How to Set Up Bitbucket Pipelines: Examples and Code Snippets

Photo of Jim Kutz
Jim Kutz
March 20, 2026

Summarize this article with:

✨ AI Generated Summary

What is Bitbucket Pipelines and how does it fit into a Git-based software repository?

Bitbucket Pipelines is a CI/CD service baked into Bitbucket Cloud that runs your pipeline (computing) steps in Linux containers defined by YAML stored alongside your code. It ties directly to your Git workflow: each commit, branch, or tag can trigger builds, unit testing, packaging, and deployments. Because configuration lives in your software repository, the process is versioned, reviewable, and reproducible. Pipelines manage images, caches, artifacts, and variables to keep automation consistent across languages and libraries.

Core concepts you should align on first

Before authoring YAML, define the lifecycle you intend to automate: build, unit testing, package, and deploy are the usual stages. Each step executes inside a container image you choose, with optional services for databases and queues. Caches (computing) speed up dependency installs, while artifacts move outputs between steps. Conditions determine when pipelines run by branch, tag, or pull request, and variables let you parameterize environment-specific behavior cleanly.

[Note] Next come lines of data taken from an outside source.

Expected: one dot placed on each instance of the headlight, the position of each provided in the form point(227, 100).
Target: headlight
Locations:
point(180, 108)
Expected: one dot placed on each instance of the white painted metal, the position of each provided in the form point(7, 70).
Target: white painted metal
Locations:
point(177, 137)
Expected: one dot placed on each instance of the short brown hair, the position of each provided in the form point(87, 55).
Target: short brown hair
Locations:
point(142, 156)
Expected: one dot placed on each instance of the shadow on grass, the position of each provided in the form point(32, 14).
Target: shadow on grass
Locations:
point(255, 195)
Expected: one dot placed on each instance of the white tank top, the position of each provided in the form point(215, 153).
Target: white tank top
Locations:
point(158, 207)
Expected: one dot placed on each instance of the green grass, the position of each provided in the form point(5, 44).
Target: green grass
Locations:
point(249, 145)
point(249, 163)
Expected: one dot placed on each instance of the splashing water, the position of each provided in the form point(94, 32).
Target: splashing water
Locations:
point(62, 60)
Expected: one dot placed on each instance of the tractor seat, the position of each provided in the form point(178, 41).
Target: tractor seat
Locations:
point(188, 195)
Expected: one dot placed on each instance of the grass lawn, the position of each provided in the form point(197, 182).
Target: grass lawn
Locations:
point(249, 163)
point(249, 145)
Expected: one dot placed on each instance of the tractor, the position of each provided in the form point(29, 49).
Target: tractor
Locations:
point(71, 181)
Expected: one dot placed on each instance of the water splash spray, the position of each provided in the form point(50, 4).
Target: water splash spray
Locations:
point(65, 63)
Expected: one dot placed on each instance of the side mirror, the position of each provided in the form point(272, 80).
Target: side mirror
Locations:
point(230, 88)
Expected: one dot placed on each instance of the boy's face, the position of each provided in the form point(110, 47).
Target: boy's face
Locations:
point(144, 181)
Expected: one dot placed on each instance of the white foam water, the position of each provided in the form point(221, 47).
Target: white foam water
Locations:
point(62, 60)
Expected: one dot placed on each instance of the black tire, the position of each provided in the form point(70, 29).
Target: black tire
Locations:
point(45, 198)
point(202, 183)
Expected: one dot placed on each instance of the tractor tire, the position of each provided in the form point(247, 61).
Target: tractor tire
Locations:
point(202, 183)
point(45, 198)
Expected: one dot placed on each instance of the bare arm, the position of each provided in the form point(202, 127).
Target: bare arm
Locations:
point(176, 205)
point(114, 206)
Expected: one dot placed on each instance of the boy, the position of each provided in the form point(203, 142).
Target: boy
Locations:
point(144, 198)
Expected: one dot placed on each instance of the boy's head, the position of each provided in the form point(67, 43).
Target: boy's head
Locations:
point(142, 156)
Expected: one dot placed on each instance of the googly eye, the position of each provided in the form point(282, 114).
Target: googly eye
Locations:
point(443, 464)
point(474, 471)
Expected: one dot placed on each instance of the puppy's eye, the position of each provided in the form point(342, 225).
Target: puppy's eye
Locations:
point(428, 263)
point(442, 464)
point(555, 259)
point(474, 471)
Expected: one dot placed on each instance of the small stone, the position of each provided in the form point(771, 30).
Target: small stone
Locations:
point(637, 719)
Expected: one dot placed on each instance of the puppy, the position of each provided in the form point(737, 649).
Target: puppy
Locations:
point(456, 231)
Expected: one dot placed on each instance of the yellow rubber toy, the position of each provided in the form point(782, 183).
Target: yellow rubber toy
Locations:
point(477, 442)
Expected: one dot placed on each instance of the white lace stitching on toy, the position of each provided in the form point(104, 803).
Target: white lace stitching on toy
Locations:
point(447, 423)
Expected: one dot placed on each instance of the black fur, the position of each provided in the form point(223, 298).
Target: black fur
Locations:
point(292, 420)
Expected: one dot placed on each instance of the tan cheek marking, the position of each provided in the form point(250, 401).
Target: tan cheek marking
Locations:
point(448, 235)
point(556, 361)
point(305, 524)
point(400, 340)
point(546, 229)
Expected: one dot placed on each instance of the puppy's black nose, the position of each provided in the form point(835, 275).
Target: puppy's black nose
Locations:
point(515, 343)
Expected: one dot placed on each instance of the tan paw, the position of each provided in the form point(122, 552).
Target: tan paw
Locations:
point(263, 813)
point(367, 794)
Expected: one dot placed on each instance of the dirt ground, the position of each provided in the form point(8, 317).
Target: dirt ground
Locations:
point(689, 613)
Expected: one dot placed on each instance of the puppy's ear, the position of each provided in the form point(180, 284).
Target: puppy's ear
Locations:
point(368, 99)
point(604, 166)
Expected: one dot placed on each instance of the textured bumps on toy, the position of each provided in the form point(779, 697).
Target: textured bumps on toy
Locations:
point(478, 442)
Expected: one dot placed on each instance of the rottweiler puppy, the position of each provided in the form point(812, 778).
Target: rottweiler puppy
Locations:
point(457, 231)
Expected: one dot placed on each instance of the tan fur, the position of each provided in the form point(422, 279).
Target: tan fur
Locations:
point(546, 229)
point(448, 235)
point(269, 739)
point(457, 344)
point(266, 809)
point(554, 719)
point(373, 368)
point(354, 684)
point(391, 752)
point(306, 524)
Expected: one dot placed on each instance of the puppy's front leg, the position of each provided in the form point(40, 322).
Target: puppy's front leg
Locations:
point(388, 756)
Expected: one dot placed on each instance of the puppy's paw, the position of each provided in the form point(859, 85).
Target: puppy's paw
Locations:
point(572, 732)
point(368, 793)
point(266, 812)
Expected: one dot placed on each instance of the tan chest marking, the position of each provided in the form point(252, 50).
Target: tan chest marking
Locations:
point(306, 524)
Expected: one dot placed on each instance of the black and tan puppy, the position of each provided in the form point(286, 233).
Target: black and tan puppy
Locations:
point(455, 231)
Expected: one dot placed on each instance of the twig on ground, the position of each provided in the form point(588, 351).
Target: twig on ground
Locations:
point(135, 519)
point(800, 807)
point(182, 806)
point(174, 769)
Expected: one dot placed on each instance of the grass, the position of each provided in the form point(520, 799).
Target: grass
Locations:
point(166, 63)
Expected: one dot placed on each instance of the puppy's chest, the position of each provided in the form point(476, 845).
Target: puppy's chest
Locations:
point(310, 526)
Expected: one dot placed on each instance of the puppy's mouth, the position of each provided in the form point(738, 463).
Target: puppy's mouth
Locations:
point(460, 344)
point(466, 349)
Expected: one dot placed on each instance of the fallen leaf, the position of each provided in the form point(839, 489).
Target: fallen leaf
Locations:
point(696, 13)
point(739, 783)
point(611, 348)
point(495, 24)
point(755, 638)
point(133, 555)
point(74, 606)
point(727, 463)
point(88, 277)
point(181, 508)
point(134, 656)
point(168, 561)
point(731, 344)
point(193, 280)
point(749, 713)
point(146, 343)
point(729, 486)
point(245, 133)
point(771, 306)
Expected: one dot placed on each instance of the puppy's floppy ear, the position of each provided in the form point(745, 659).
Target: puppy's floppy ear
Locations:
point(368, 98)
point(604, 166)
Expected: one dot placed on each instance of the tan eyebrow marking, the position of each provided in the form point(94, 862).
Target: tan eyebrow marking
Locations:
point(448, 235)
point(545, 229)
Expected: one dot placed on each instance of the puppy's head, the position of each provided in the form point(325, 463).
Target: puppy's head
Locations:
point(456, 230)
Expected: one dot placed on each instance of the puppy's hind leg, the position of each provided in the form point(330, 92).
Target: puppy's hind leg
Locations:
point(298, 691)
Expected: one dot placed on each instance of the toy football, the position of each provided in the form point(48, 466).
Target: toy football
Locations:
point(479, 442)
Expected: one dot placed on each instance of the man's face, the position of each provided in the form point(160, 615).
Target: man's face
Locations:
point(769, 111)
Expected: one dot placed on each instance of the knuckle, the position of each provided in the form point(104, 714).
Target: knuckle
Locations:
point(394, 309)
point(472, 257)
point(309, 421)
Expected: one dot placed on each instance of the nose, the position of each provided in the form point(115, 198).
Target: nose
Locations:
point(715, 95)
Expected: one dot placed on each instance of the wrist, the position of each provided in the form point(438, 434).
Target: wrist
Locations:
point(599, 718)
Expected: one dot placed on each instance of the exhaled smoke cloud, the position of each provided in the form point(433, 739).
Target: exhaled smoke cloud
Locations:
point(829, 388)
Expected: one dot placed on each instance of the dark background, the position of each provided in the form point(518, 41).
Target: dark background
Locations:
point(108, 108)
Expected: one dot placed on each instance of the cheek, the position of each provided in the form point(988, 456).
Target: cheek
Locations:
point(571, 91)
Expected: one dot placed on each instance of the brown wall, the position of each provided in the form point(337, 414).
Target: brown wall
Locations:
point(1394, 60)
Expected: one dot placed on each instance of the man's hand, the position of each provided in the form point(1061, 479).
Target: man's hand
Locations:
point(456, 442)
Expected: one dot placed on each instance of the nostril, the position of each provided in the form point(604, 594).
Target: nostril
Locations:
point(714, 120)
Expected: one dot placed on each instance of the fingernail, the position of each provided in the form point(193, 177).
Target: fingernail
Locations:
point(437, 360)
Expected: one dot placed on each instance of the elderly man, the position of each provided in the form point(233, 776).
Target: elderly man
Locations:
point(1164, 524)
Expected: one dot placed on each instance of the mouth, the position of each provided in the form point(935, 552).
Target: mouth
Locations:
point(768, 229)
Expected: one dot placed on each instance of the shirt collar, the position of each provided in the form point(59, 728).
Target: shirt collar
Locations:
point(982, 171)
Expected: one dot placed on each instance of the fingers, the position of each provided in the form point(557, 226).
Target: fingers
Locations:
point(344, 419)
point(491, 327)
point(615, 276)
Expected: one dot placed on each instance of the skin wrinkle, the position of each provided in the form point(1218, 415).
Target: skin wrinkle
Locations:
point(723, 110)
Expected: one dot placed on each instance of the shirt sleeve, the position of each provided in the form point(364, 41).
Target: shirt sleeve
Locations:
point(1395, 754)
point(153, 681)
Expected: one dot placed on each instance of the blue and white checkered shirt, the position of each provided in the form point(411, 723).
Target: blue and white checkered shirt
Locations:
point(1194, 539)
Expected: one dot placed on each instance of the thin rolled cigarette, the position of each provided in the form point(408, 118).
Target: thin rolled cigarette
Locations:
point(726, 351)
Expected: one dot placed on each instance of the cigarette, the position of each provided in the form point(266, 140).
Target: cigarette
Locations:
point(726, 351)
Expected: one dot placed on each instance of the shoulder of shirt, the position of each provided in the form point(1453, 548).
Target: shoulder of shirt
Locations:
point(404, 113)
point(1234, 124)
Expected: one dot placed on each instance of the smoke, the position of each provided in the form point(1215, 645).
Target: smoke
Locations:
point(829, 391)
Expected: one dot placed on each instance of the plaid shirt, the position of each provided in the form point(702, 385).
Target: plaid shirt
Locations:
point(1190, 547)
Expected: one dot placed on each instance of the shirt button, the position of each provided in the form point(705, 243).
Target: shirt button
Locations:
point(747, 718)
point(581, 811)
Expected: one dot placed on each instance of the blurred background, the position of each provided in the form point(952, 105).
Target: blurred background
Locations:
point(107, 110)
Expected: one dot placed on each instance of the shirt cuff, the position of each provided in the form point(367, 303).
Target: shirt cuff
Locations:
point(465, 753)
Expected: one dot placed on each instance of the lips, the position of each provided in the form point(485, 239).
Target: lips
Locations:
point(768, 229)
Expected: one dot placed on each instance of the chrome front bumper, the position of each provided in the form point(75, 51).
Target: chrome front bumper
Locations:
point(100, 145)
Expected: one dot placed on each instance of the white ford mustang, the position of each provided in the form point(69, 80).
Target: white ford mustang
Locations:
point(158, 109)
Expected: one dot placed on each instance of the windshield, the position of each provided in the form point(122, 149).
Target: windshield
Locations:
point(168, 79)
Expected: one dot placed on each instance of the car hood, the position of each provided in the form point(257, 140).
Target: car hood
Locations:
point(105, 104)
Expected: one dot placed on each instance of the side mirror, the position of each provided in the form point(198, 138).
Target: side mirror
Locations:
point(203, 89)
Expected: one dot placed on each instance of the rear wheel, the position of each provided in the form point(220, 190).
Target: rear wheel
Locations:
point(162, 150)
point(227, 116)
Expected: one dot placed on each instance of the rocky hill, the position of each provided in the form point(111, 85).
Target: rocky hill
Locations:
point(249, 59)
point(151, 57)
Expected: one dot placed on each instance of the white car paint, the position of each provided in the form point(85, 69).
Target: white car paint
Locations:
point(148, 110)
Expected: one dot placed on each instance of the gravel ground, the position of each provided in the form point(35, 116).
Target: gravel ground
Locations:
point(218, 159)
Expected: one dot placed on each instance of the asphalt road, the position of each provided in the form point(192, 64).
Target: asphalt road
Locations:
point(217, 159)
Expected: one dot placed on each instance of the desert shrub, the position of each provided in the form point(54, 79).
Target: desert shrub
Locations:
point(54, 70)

How execution works from commit to container

A push to Git selects a pipeline using your YAML rules. Bitbucket schedules a container for the step’s image, checks out the repository, restores caches, and runs the script. If services are declared, they start as sidecar containers. Artifacts persist between steps; caches persist between runs. Logs stream to the UI and statuses annotate commits and pull requests, so you can gate merges and track the health of each change.

Components and where they appear in YAML

This table summarizes key Bitbucket Pipelines components and the YAML fields where you configure them.

Component Purpose YAML location Notes
Step Unit of execution pipelines > branches/tags/custom > step Defines image, script, caches, services, artifacts
Image Linux container to run step.image Choose per language/toolchain
Cache (computing) Persist directories between runs definitions.caches and step.caches Keyed by name; maps to paths
Artifact Files passed between steps step.artifacts Useful for build outputs and test reports
Variable Parameterize config Repository/Workspace/Deployment variables Mark secrets as secured

How do you enable and configure Bitbucket Pipelines with YAML for a new repo?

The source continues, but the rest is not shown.